A Very Playvicious Christmas
This Christmas season, we all received a gift: Ro is blogging about Playvicious.social. He currently has four posts with more on the way:
I came across Ro’s work while Playvicious was running sometime in 2018, and I made a note of it – and then forgot. I got distracted by a major project: my co-authored book on disinformation, Social Engineering. I put off my Mastodon/fediverse studies in order to understand social media and propaganda, especially in relation to US presidential elections.
While I don’t regret diving into disinformation, I do regret not witnessing Playvicious’s run. It was an early, if not the first, Black-run instance on the fediverse. It was a source of joy for a lot of people. As Ro puts it, the idea of “play vicious” is
The energetic, unfiltered, sometimes uncomfortable, but the relentlessly progressive pursuit of understanding ourselves through creativity. It defined us as a group of thinking and feeling people who wanted to burn away all unnecessary details and get to the essence of why we loved what we loved and exist in that space for however long we could.
But that energy attracted some hate. As Ro will no doubt relate, Playvicious.social faced harassment and racism. Ro shut it down after watching as his moderators were traumatized.
I missed its run online. And I really regret that.
But Ro (and others – I think more folks are starting to talk about PV) is giving all of us a great gift: an inside view of this most important Mastodon instance.

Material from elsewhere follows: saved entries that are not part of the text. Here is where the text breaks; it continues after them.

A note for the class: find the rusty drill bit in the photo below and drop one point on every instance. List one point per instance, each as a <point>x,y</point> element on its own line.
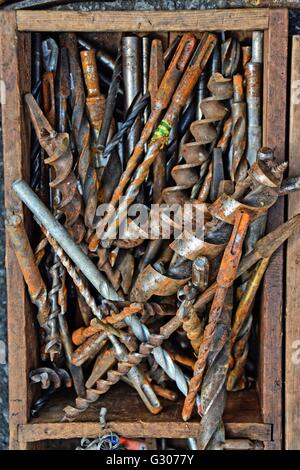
<point>161,134</point>
<point>36,286</point>
<point>238,168</point>
<point>242,318</point>
<point>163,97</point>
<point>253,96</point>
<point>211,434</point>
<point>226,276</point>
<point>45,219</point>
<point>60,157</point>
<point>157,70</point>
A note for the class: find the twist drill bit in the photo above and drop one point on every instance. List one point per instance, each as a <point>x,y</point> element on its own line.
<point>36,286</point>
<point>95,104</point>
<point>161,134</point>
<point>36,161</point>
<point>60,157</point>
<point>132,76</point>
<point>253,96</point>
<point>191,323</point>
<point>110,105</point>
<point>59,233</point>
<point>163,97</point>
<point>157,70</point>
<point>213,395</point>
<point>47,376</point>
<point>238,132</point>
<point>57,297</point>
<point>84,291</point>
<point>226,275</point>
<point>242,319</point>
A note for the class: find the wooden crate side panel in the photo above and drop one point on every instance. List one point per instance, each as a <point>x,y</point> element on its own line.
<point>274,127</point>
<point>292,325</point>
<point>15,73</point>
<point>143,20</point>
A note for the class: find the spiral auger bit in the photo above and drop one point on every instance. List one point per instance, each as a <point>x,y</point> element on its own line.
<point>267,177</point>
<point>60,158</point>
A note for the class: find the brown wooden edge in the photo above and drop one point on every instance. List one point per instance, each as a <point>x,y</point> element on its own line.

The story Ro is telling is intensely personal. It’s also deeply important for the big questions of the fediverse, such as content moderation, how instances should relate to one another, and how societal injustices are replicated again and again online.
As Mastodon grows, a big stain has been not only the end of Playvicious.social, but also the experience of Black Mastodon members more generally. When people left Twitter after Musk’s takeover, it included the community known as Black Twitter. But Black Twitter ran into casual racism on the fediverse, and currently people are struggling to create #BlackMastodon. (I recommend following that hashtag and boosting posts).
Fortunately, while PV.social is gone, Ro is not done. He’s building new software to this day, he hosts a microblog (a Misskey instance), and he’s contributing moderation tools to the fediverse – even in spite of all he and his colleagues went through.
I’m grateful to Ro (and other PV folks) because I believe I cannot write my current book (Goal 2!) about Mastodon without talking about Playvicious.social. But it’s also not my story to tell. It’s Ro’s and other folks’ story. My job is to talk about it in the contexts that I can dig up through research and interviews.